When purchasing a mixed case of beer, chances are that you will end up with a few bottles of a particular style that you may not find to be on your ‘favorites’ list. While giving away these unwanted bottles is always an easy option, I prefer to put them to a good alternative use…cooking with them! Heavier dark beers, such as porters, stouts and brown ales are good for winter time stews, soups and chili. Since we are currently in the summer season, which is highlighted by light beers and shandies, a good way to put these unfavorable bottles to use is by using them in a marinade.
Such was the case for me this past weekend, when I had a few extra bottles of a berry-flavored weissbier (a German-style white beer, also known as a wheat beer) on hand. I’m not a huge fan of fruity beers to begin with, and while I didn’t find this beer to be a total disappointment, it was still a bit too sweet and fruity for my preference. I did enjoy it a bit more with a meal than on its own, which made me think that it would be a good beer to use as a marinade. I immediately thought of using the marinade with ribs. I’ve used apple cider vinegar and cherry juice for other rib marinades, so I know that this would be a good use for the beer.

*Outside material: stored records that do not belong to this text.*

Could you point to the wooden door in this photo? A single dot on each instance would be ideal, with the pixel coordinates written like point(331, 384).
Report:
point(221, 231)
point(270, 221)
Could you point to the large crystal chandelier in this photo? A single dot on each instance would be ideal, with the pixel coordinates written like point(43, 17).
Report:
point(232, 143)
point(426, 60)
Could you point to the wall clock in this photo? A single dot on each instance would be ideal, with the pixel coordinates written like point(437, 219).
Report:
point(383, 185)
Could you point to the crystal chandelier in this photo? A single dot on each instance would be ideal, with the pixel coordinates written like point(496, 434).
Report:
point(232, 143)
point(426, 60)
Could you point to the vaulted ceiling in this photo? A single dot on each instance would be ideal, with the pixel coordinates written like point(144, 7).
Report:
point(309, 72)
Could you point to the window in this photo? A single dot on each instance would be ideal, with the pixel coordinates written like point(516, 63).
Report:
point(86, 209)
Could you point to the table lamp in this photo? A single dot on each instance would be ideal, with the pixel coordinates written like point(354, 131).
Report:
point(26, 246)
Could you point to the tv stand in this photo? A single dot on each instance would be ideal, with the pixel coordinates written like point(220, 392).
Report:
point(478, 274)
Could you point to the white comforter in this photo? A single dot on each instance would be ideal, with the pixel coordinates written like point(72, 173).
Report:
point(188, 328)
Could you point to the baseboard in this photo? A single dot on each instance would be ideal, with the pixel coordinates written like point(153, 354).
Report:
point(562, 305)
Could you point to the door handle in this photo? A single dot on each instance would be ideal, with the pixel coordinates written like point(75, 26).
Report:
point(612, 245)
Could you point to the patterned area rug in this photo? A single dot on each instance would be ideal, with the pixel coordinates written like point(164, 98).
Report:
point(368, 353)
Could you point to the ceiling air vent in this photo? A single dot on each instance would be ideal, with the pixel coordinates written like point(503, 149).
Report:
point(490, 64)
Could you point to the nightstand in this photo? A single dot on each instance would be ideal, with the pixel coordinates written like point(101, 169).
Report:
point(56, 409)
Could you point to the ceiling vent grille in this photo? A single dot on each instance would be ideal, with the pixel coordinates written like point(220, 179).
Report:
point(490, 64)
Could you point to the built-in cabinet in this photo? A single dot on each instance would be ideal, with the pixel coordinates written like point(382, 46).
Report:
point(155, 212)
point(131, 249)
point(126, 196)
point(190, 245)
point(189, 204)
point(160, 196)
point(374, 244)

I found a basic beer marinade recipe and made a few adjustments to help better season the berry taste (adding some molasses for a slight sweetness and to add some body to the marinade, and some thyme, which is my favorite herb to use on ribs). I decided to use boneless country spare ribs for this recipe. I like the meatiness of country spare ribs and just find it easier to serve. My youngest daughter Ava also likes this style of pork ribs, so I knew that she would enjoy the dish as well. No worries, the alcohol does cook off when grilling! Any particular style of ribs would work well with this marinade.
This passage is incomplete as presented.